Don't pay for software, pay for hardware which you can run good local models on.

[–] [email protected] 5 points 5 months ago (1 children)

One unified interface I've been enjoying is Stability Matrix, which lets you conveniently switch between different image generation frontends without having duplicates of the model files.

Text generation: LM Studio seems the most user friendly IMO

Voice transcription: I've been using AllTalk TTS, was a little frustrating to set up but works

[–] [email protected] 1 points 5 months ago

I love lm studios interface and how you can search for models but they fucked up their code somehow and it's about twice as long as any other option when it comes to actually generating the text.

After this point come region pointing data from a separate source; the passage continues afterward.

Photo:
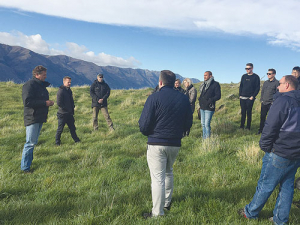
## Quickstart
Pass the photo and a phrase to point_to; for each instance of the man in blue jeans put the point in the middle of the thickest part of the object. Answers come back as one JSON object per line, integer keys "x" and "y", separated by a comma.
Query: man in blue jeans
{"x": 280, "y": 140}
{"x": 36, "y": 103}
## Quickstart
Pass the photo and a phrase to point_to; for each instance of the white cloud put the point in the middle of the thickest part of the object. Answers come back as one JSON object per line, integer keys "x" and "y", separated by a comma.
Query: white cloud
{"x": 275, "y": 19}
{"x": 38, "y": 45}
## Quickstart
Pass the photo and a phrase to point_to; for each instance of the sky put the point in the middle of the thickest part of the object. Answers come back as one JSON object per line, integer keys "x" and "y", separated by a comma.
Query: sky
{"x": 187, "y": 37}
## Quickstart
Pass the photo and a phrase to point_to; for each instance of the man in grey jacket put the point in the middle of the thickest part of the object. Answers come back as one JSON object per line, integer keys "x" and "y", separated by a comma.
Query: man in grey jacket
{"x": 268, "y": 90}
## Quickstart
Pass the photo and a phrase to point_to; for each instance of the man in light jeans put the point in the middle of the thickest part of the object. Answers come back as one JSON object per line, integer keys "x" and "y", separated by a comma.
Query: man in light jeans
{"x": 36, "y": 103}
{"x": 166, "y": 116}
{"x": 280, "y": 140}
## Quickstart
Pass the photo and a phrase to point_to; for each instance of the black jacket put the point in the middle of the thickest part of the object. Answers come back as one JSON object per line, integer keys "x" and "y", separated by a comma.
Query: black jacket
{"x": 65, "y": 101}
{"x": 250, "y": 85}
{"x": 166, "y": 115}
{"x": 281, "y": 131}
{"x": 97, "y": 91}
{"x": 208, "y": 98}
{"x": 35, "y": 95}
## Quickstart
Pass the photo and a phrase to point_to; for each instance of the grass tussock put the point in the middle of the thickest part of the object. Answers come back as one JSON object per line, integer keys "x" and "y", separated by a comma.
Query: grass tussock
{"x": 105, "y": 179}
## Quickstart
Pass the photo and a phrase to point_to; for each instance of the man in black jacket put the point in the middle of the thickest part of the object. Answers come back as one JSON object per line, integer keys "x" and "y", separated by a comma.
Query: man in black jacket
{"x": 100, "y": 92}
{"x": 36, "y": 103}
{"x": 210, "y": 92}
{"x": 280, "y": 140}
{"x": 166, "y": 116}
{"x": 267, "y": 92}
{"x": 65, "y": 112}
{"x": 249, "y": 88}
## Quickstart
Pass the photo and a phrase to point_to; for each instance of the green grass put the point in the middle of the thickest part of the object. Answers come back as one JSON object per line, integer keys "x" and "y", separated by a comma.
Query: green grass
{"x": 105, "y": 178}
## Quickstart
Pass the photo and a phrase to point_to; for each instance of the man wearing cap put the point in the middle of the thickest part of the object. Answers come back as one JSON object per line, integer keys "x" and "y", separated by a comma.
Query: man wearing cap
{"x": 100, "y": 92}
{"x": 268, "y": 90}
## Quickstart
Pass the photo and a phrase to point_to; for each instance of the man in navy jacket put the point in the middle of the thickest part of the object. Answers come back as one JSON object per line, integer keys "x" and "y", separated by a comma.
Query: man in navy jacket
{"x": 280, "y": 140}
{"x": 166, "y": 116}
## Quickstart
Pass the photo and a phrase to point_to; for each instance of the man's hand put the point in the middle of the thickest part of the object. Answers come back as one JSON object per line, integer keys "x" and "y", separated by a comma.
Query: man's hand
{"x": 49, "y": 103}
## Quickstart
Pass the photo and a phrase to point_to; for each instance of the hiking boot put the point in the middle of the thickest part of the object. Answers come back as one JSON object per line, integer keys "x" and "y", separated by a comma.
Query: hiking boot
{"x": 241, "y": 212}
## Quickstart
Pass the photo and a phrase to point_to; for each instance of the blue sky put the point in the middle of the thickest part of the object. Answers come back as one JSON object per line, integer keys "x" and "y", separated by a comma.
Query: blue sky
{"x": 187, "y": 37}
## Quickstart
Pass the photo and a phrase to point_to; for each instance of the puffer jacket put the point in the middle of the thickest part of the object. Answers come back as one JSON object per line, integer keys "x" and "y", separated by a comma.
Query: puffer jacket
{"x": 35, "y": 95}
{"x": 166, "y": 115}
{"x": 281, "y": 133}
{"x": 99, "y": 90}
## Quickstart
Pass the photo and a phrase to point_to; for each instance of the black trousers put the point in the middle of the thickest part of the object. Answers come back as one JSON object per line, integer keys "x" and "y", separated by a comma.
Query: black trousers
{"x": 263, "y": 115}
{"x": 246, "y": 109}
{"x": 70, "y": 121}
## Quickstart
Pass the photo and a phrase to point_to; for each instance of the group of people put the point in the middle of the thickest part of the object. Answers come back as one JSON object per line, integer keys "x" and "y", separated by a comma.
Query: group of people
{"x": 36, "y": 104}
{"x": 167, "y": 117}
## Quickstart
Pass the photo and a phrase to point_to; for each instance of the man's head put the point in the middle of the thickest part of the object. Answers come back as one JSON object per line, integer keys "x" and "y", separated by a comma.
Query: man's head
{"x": 100, "y": 77}
{"x": 67, "y": 81}
{"x": 249, "y": 68}
{"x": 177, "y": 83}
{"x": 40, "y": 73}
{"x": 187, "y": 82}
{"x": 207, "y": 75}
{"x": 296, "y": 71}
{"x": 166, "y": 78}
{"x": 287, "y": 83}
{"x": 271, "y": 74}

[–] [email protected] 2 points 5 months ago

I’ve never used one, though a mate uses chat gtp constantly so I make him ask it things fairly often. However, I’ve just bookmarked DDG, that seems useful. If there’s a similarly private voice assistant for iOS (that works better than Siri) then I’d probably use that in preference to a traditional search engine a lot of the time

[–] [email protected] 1 points 5 months ago

I don’t know if this fits, but the small company I work for as a software developer used CoPilot in Visual Studio Pro and it’s incredible.

Like sure it’s not doing my job for me, but it saves so much time. Plus it will pick up our coding standards and is great for repetitive code blocks and just rubber ducking.